Concrete tiles that produce solar energy are approved by Inmetro and can now be sold in Brazil. Eternit, a manufacturer of construction materials and responsible for the technology, foresees that its commercialization will start only from the second quarter of 2021.
To enable the generation of solar energy, the manufacturer inserted small photovoltaic plates on the top of the tiles. At only 36.5 cm by 47.5 cm in size, each one has 9.16 watts of power and a monthly capacity to produce 1.15 Kilowatt hours (Kwh) per month.
The company states that, once installed, the system can generate returns in a period of 3 to 5 years. For small homes, about 150 solar tiles are required; for high-end homes, the number quadruples.
A select group of customers will have early access to the new technology, which will be produced in a factory in the interior of São Paulo, owned by the company Tégula Solar, which belongs to the Eternit Group.
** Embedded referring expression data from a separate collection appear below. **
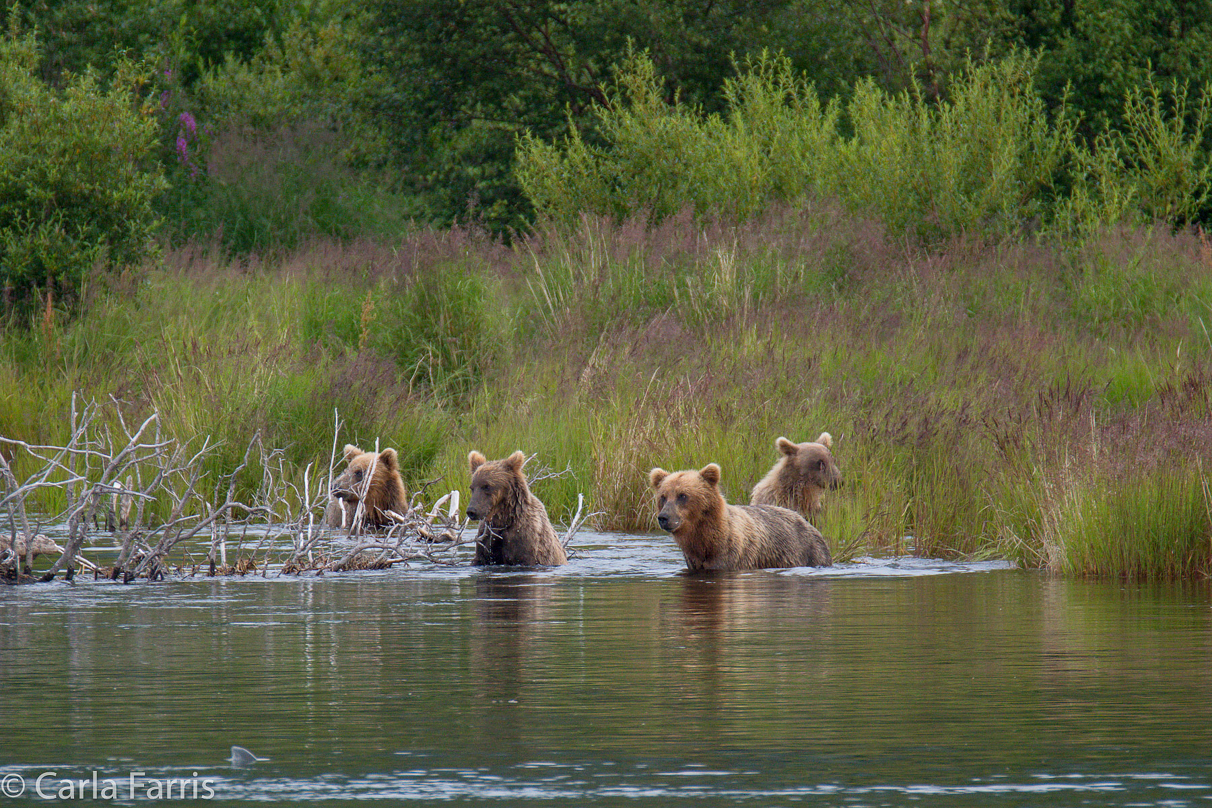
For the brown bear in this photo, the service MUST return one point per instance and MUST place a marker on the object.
(714, 534)
(514, 528)
(800, 477)
(381, 493)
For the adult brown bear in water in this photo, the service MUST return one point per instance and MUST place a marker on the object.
(514, 528)
(714, 534)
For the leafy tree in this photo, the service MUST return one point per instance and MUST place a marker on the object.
(463, 78)
(78, 175)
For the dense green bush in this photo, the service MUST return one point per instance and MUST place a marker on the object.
(78, 178)
(988, 159)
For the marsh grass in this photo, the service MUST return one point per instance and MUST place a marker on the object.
(1047, 404)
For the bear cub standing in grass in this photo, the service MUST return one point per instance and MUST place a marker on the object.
(514, 528)
(714, 534)
(800, 477)
(382, 493)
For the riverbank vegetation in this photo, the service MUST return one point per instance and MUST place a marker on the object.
(994, 291)
(1046, 404)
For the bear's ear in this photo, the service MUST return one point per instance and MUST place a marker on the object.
(516, 460)
(475, 459)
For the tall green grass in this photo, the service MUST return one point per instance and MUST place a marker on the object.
(1047, 404)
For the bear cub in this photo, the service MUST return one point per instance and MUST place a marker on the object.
(714, 534)
(800, 477)
(514, 528)
(382, 493)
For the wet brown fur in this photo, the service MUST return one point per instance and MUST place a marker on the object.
(714, 534)
(514, 528)
(384, 492)
(800, 477)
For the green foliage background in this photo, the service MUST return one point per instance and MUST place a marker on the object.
(965, 236)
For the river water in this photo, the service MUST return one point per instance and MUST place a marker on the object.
(617, 680)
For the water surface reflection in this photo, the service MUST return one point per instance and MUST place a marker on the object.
(621, 680)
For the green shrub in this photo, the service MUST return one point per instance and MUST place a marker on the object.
(1155, 168)
(76, 176)
(978, 161)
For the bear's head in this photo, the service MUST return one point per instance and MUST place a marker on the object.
(686, 498)
(812, 462)
(356, 482)
(496, 485)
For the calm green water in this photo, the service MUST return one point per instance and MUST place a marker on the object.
(617, 681)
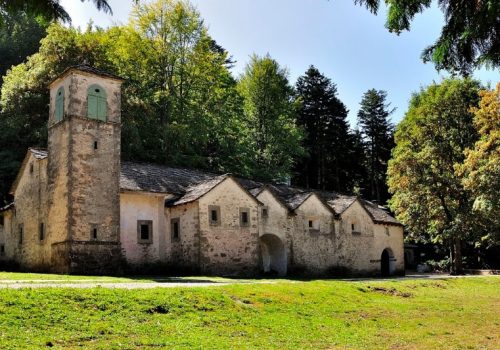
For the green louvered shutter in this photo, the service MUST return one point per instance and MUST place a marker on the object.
(102, 108)
(97, 107)
(59, 105)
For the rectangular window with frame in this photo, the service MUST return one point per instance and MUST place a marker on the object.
(21, 233)
(41, 232)
(214, 215)
(94, 232)
(175, 228)
(265, 212)
(244, 217)
(144, 231)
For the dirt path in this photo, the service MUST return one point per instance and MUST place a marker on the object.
(169, 283)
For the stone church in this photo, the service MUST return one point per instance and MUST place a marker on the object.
(79, 209)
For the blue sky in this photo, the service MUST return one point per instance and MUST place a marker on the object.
(344, 41)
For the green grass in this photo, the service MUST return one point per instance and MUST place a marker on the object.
(458, 313)
(21, 277)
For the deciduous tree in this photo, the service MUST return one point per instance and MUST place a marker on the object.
(428, 195)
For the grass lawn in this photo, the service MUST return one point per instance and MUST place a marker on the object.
(461, 313)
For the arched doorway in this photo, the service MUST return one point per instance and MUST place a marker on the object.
(273, 255)
(387, 263)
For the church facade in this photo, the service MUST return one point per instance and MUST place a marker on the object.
(79, 209)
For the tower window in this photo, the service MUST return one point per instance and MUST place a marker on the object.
(97, 105)
(214, 214)
(144, 231)
(175, 228)
(94, 232)
(59, 110)
(265, 212)
(21, 234)
(244, 217)
(41, 232)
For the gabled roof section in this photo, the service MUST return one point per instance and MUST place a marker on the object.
(197, 191)
(38, 154)
(187, 185)
(379, 214)
(7, 207)
(143, 177)
(86, 68)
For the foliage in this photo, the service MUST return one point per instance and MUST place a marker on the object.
(481, 167)
(377, 132)
(428, 196)
(49, 9)
(19, 38)
(270, 115)
(330, 163)
(325, 314)
(469, 38)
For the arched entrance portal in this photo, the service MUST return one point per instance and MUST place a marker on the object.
(387, 263)
(273, 255)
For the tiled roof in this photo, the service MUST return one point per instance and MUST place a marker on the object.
(89, 69)
(39, 153)
(197, 191)
(379, 214)
(7, 207)
(160, 179)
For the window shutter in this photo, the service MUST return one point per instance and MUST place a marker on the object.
(102, 108)
(92, 107)
(59, 105)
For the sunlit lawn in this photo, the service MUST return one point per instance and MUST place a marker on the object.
(406, 314)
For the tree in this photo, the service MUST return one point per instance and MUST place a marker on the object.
(49, 9)
(481, 167)
(377, 132)
(469, 38)
(429, 198)
(270, 112)
(328, 143)
(19, 38)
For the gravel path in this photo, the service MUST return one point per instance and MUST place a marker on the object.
(86, 283)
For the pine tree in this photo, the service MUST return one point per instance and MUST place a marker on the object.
(377, 132)
(328, 165)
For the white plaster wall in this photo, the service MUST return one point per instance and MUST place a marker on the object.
(139, 206)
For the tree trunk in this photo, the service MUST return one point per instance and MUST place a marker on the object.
(457, 268)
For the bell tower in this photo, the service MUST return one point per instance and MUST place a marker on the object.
(84, 171)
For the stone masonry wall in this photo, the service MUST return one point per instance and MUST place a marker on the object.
(229, 249)
(184, 251)
(313, 248)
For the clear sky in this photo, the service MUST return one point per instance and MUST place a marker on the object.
(345, 42)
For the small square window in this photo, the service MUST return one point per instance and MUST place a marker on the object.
(41, 232)
(244, 217)
(94, 232)
(175, 229)
(144, 231)
(214, 214)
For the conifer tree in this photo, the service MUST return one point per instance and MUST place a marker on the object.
(377, 132)
(328, 143)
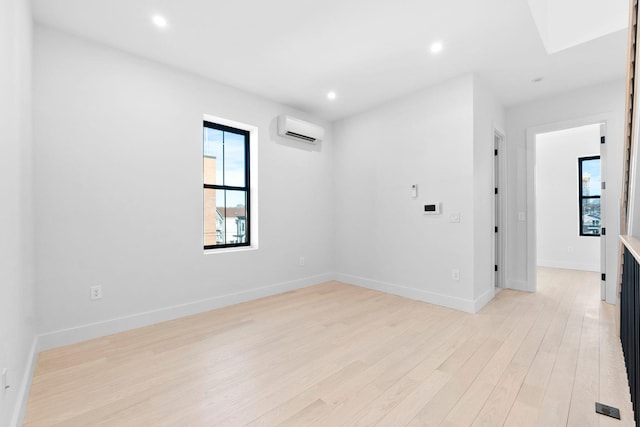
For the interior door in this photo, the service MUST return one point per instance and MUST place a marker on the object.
(603, 199)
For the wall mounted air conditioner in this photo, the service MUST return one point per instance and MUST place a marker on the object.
(299, 129)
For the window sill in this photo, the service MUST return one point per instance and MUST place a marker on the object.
(228, 250)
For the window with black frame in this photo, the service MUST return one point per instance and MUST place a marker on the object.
(590, 188)
(225, 156)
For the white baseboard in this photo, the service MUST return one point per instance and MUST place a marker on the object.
(25, 386)
(456, 303)
(569, 265)
(518, 285)
(483, 299)
(112, 326)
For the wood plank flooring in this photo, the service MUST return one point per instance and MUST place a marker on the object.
(339, 355)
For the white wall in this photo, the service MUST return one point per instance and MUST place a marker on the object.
(559, 243)
(119, 203)
(603, 101)
(17, 324)
(383, 239)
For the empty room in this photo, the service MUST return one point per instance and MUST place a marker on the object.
(307, 213)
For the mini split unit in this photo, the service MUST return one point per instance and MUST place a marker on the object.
(299, 129)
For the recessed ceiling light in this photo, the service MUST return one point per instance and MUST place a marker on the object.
(159, 21)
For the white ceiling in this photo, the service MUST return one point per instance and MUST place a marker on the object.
(295, 51)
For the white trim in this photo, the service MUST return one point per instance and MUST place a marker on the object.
(483, 300)
(112, 326)
(503, 228)
(456, 303)
(25, 386)
(518, 285)
(569, 265)
(606, 118)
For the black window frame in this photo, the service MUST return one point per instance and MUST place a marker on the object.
(247, 183)
(581, 197)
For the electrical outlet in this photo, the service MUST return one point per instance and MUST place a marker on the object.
(96, 292)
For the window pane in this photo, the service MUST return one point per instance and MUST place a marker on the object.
(235, 217)
(591, 216)
(234, 159)
(591, 177)
(221, 213)
(212, 219)
(213, 153)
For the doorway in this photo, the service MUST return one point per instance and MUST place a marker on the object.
(567, 215)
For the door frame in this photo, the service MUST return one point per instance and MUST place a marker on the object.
(532, 132)
(499, 244)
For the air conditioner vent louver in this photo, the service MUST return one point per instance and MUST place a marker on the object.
(300, 130)
(297, 135)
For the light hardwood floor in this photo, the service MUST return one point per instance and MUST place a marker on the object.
(335, 354)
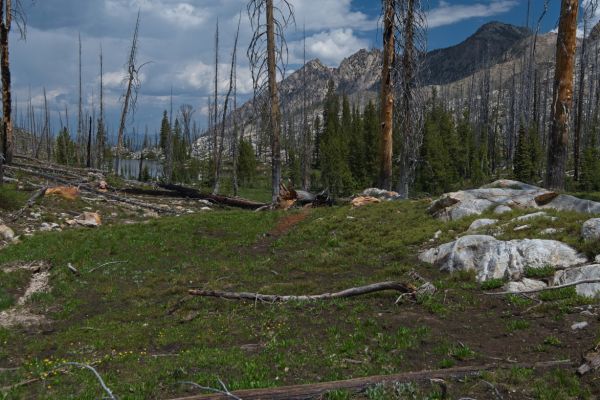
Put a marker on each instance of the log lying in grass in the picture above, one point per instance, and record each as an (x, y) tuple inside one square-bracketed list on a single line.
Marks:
[(222, 200), (352, 292), (90, 189), (361, 384)]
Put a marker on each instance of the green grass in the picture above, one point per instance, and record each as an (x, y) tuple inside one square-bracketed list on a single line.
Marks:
[(135, 324), (117, 317)]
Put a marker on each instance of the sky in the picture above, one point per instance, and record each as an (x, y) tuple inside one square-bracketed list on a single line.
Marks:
[(177, 41)]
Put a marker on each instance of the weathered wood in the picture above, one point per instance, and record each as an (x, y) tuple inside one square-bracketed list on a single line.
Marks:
[(89, 189), (310, 391), (223, 200), (352, 292)]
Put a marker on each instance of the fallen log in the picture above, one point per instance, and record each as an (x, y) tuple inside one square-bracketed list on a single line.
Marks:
[(223, 200), (90, 189), (356, 385), (39, 193), (352, 292)]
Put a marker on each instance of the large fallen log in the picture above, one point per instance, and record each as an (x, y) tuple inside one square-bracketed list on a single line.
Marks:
[(90, 189), (222, 200), (352, 292), (310, 391)]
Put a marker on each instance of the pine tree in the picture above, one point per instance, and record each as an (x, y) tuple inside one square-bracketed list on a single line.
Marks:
[(335, 171), (65, 148), (371, 137), (522, 164), (246, 163), (165, 127)]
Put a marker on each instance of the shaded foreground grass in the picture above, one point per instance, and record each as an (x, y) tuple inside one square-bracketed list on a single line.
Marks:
[(135, 324)]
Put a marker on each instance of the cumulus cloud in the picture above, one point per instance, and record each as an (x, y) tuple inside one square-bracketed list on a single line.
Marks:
[(447, 13), (330, 46)]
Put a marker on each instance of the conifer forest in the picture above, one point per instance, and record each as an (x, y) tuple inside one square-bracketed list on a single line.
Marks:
[(300, 199)]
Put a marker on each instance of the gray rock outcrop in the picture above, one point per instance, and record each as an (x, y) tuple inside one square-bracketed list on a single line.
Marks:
[(591, 229), (496, 259), (586, 272)]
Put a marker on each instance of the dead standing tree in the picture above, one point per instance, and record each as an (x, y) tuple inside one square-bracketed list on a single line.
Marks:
[(219, 155), (589, 12), (132, 86), (9, 10), (410, 41), (387, 95), (566, 45), (266, 53)]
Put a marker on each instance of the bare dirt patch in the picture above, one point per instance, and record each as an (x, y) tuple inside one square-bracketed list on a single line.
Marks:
[(21, 314)]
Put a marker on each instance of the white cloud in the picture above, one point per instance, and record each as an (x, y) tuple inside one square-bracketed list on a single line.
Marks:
[(330, 46), (447, 14), (330, 14)]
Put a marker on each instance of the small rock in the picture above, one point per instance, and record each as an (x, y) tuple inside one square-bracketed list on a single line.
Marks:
[(480, 223), (89, 219), (524, 285), (502, 209), (591, 229), (579, 325), (6, 233), (549, 231)]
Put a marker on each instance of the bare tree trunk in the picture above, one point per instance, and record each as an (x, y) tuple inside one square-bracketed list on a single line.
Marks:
[(387, 97), (131, 78), (79, 139), (101, 138), (590, 10), (216, 107), (566, 45), (47, 128), (275, 117), (219, 158), (7, 124), (89, 146), (305, 131)]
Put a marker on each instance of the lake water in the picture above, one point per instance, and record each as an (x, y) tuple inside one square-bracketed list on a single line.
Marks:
[(130, 169)]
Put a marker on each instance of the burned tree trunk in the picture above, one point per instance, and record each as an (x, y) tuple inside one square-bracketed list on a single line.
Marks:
[(566, 44), (7, 124), (275, 117), (387, 96), (129, 99)]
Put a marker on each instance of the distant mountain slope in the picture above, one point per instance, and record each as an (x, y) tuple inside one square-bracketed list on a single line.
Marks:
[(495, 45), (487, 46)]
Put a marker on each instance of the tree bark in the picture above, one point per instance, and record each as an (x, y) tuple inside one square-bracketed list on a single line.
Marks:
[(566, 44), (387, 97), (7, 123), (275, 117)]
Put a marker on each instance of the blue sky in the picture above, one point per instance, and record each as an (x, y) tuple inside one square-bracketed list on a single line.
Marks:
[(177, 37)]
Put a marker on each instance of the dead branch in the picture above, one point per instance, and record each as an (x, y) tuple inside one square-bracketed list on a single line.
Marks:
[(225, 392), (352, 292), (360, 384), (29, 203), (106, 264), (566, 285), (90, 189), (223, 200)]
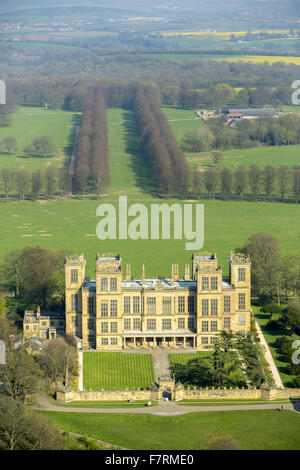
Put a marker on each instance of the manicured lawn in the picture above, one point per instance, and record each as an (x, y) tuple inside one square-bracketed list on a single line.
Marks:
[(184, 358), (255, 430), (270, 336), (115, 370)]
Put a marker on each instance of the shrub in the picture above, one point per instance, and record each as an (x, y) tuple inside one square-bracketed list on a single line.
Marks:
[(275, 325), (296, 382)]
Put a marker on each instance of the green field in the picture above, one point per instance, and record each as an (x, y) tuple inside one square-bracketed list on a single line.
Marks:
[(270, 336), (254, 430), (29, 123), (262, 156), (115, 370)]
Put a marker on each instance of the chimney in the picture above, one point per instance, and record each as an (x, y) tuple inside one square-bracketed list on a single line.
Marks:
[(128, 272), (174, 272), (187, 272)]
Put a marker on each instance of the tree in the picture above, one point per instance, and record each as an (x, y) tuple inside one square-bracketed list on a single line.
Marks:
[(217, 157), (22, 180), (197, 184), (40, 147), (263, 250), (283, 175), (240, 176), (254, 175), (7, 178), (59, 359), (211, 176), (291, 317), (269, 175), (10, 144), (226, 181), (20, 375), (36, 183), (50, 177), (23, 430)]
The company’s initiative contributes to the development of national production of solar energy equipment, which, lately, has been the subject of many debates. While some defend the growth of the sector and industrialization, others say that it would be better to open the market and let efficiency define the best companies.
Discussions intensified with the Federal Government’s decision to exempt the import tariff for more than 100 types of photovoltaic equipment, including solar panels – an incentive that makes it difficult for the national industry to operate.
“How am I going to compete if imported equipment, which is already subsidized in the country of origin, enters here without paying any tax?” Asked Adalberto Maluf, director of BYD, a Chinese manufacturer of solar panels and electric cars, which operates two factories in Brazil.